You were sixty three, I was sixty one. You died on Friday night. Your son brought the news to us at our shabbat table.
We buried you on the Sunday. We laid you to rest at an odd corner of the Jewish burial ground, beneath a young gum tree. I looked at the tree at that time and I remembered Dad’s fear of falling gums. I thought, here you are again, going against Dad’s prudent judgement. And I smiled.
You lie now, beyond the judgement of humans. Many were the people who judged you, fewer were those who tried to walk a mile in your shoes. They were big shoes. Like everything about you, very big. Magnified, sanctified… People who did understand loved you extravagantly, in proportion to your extravagant life.

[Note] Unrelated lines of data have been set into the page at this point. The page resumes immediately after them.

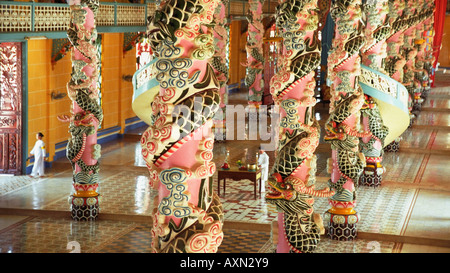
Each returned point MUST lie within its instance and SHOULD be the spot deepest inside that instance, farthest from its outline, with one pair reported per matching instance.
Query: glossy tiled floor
(408, 213)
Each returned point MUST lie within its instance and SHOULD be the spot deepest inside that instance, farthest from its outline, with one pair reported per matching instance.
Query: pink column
(82, 148)
(347, 97)
(178, 144)
(255, 53)
(292, 178)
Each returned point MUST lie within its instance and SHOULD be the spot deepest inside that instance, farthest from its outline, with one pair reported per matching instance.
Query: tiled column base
(84, 208)
(341, 227)
(371, 180)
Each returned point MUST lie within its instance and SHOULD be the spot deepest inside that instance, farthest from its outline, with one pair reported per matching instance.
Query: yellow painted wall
(238, 54)
(45, 78)
(39, 68)
(444, 55)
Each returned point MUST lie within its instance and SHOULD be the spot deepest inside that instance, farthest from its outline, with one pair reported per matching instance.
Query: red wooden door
(11, 108)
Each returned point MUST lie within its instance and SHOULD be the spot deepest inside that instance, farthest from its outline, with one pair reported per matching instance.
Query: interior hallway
(408, 213)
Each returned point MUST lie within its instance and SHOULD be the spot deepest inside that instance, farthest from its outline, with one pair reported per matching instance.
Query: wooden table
(237, 175)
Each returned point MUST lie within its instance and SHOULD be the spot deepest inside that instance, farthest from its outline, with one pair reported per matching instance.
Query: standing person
(39, 156)
(263, 162)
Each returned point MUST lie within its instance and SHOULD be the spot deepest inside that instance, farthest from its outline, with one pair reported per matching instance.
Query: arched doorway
(11, 108)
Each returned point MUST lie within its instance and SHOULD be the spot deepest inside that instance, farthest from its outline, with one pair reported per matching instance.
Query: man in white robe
(38, 152)
(263, 163)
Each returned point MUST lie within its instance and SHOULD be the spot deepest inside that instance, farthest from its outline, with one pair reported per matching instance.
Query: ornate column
(82, 149)
(395, 61)
(341, 129)
(373, 54)
(409, 52)
(428, 58)
(422, 61)
(255, 53)
(292, 178)
(219, 62)
(178, 144)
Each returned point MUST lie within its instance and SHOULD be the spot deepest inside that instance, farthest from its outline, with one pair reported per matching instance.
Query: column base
(341, 227)
(84, 208)
(370, 180)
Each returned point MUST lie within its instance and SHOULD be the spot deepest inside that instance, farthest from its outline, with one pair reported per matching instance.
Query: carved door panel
(11, 108)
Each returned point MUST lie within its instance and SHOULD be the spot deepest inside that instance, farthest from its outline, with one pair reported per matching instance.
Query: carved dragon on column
(255, 54)
(427, 58)
(292, 177)
(373, 54)
(220, 64)
(347, 98)
(395, 61)
(422, 61)
(82, 149)
(178, 144)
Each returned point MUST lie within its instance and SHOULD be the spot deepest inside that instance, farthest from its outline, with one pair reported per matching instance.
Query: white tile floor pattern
(408, 213)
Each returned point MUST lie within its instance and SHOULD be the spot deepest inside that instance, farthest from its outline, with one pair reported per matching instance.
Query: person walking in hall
(38, 152)
(263, 162)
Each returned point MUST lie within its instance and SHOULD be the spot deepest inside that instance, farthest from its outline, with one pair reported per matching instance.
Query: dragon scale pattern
(292, 177)
(342, 127)
(82, 149)
(177, 146)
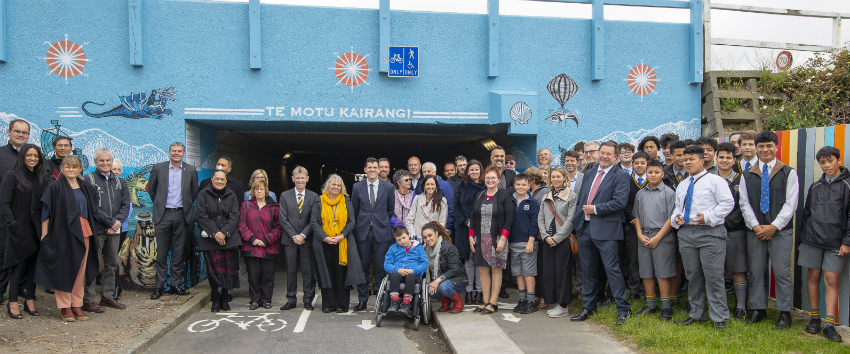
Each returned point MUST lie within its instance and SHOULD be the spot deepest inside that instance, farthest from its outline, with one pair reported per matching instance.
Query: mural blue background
(202, 49)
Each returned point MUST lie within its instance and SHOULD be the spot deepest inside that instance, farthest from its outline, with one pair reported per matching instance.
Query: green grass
(655, 336)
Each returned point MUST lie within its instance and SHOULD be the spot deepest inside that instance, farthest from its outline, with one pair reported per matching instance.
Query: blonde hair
(257, 184)
(337, 178)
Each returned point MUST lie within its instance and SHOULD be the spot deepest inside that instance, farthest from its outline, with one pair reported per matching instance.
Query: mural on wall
(138, 105)
(65, 59)
(351, 69)
(137, 253)
(520, 113)
(685, 129)
(642, 80)
(562, 88)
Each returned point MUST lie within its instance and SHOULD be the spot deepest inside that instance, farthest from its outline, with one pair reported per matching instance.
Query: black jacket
(451, 268)
(827, 213)
(114, 203)
(218, 213)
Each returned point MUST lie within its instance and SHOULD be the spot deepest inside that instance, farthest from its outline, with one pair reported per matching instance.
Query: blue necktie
(688, 201)
(765, 189)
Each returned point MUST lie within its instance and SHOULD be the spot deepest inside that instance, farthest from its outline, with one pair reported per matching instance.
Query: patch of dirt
(104, 332)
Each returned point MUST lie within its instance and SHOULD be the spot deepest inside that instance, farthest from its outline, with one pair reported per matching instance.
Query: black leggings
(409, 282)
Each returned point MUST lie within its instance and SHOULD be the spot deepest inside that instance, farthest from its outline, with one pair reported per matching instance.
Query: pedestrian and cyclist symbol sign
(404, 62)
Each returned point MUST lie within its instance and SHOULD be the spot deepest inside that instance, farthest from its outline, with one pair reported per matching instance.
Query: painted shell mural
(521, 113)
(562, 88)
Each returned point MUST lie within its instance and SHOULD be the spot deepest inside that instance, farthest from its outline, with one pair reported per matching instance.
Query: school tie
(689, 198)
(300, 202)
(593, 189)
(765, 189)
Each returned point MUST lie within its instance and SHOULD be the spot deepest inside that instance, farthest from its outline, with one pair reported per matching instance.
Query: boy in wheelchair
(406, 262)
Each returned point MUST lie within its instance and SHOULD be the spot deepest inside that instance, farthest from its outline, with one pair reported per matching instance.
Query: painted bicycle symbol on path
(266, 325)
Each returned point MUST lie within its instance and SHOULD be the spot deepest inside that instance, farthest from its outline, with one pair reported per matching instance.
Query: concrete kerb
(200, 298)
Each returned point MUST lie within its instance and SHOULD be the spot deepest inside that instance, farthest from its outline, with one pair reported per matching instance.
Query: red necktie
(593, 189)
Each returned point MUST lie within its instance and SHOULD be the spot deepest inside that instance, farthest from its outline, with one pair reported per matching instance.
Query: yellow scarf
(334, 217)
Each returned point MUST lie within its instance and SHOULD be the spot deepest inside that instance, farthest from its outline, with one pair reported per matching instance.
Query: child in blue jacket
(404, 258)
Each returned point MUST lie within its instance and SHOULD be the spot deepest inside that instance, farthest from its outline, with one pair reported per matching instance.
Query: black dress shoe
(581, 317)
(646, 310)
(814, 326)
(756, 316)
(360, 307)
(784, 320)
(830, 333)
(623, 317)
(689, 321)
(739, 314)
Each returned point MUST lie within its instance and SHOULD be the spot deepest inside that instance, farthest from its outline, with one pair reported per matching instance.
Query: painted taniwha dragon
(138, 105)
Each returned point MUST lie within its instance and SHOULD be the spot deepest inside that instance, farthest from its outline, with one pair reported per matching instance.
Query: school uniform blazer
(158, 190)
(610, 200)
(291, 220)
(377, 217)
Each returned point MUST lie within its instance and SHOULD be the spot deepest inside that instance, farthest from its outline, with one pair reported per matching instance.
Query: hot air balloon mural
(520, 113)
(562, 88)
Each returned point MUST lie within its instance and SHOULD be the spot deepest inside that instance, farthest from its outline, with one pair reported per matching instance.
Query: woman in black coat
(67, 257)
(464, 198)
(218, 218)
(20, 225)
(492, 218)
(445, 266)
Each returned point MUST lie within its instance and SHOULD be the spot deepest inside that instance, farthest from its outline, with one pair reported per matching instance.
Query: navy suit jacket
(610, 201)
(378, 217)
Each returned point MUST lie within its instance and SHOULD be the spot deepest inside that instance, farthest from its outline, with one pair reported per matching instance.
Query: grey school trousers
(780, 252)
(703, 250)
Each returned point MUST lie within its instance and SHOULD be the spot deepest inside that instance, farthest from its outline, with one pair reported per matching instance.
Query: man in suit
(598, 223)
(173, 187)
(296, 206)
(374, 202)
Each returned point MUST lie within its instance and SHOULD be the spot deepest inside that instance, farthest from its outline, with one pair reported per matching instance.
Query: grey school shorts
(658, 262)
(818, 258)
(736, 251)
(522, 263)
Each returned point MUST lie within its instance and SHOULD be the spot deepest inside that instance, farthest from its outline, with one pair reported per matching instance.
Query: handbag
(573, 244)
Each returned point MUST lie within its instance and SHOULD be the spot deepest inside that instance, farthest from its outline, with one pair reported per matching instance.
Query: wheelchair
(421, 304)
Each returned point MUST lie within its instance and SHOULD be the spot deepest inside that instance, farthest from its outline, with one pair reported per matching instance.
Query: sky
(725, 24)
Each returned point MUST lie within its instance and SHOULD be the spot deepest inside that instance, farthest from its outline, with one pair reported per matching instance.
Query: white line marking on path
(302, 320)
(511, 317)
(366, 324)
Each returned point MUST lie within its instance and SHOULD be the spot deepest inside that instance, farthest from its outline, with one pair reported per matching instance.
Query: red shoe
(458, 301)
(445, 302)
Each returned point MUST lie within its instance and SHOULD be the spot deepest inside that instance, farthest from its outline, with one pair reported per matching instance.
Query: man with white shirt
(296, 207)
(702, 202)
(749, 158)
(768, 201)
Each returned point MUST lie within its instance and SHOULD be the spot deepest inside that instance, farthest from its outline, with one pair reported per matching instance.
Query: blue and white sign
(404, 62)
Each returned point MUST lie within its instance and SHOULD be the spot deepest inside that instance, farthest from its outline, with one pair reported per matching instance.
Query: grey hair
(102, 151)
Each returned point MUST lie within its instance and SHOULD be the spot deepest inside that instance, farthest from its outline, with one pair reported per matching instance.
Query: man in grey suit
(373, 201)
(173, 187)
(598, 224)
(296, 206)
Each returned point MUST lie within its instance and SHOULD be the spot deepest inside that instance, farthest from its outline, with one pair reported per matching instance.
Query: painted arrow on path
(367, 325)
(510, 317)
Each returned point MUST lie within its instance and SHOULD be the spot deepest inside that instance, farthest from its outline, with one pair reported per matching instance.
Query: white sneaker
(558, 312)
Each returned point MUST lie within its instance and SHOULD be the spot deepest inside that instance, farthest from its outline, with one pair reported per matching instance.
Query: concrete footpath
(508, 332)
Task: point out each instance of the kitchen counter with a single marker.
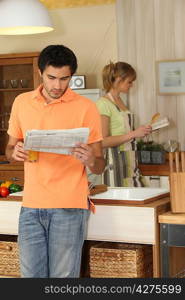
(115, 222)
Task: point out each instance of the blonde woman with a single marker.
(118, 127)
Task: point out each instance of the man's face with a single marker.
(55, 81)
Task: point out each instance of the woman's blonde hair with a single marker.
(112, 71)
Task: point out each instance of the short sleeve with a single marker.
(103, 107)
(14, 129)
(92, 120)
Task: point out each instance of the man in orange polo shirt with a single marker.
(55, 208)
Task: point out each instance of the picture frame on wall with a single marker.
(171, 77)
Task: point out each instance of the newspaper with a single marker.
(59, 141)
(160, 124)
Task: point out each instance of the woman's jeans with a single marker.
(50, 241)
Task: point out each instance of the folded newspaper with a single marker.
(160, 124)
(59, 141)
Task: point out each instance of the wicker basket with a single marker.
(9, 259)
(120, 260)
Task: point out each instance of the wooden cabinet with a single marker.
(18, 74)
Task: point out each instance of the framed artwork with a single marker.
(171, 77)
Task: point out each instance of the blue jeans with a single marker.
(50, 241)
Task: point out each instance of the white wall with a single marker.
(148, 31)
(90, 31)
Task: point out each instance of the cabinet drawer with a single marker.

And now I can let you go. From the time of our final conversation I dreamed of you. The dreams were dreams of helplessness. You could not help yourself, I needed to help, I tried to help, but in those dreams, I could not. You called me that last time. The phone woke me from a dreamless sleep. Your speech rustled and crackled, the sweetness of your voice ruined by seven days with the breathing tube. You had rallied, they’d removed the tube; now, with your breathing failing, they needed to replace it. Your voice crackled: ‘Doff, they want to put the tube back. What should I say?’
I heard your breathing, a rasping, gasping sound. ‘Do as they say Den.’
‘Is it my best chance?’
‘Den, it’s your only chance.’
They returned you to your coma and they replaced the tube. Three days later you breathed your last.
At the cemetery we said, magnified and sanctified be the holy name.
One evening during the week of shiva my son led the prayers in honour of his uncle. He loved you Den. We loved you.
For ten years I dreamed of you, restless dreams, frantic. I was unable to help. Then I started writing about you and the dreams stopped. Now I sleep without the dreams. Sleep in peace beneath your gum tree, Den.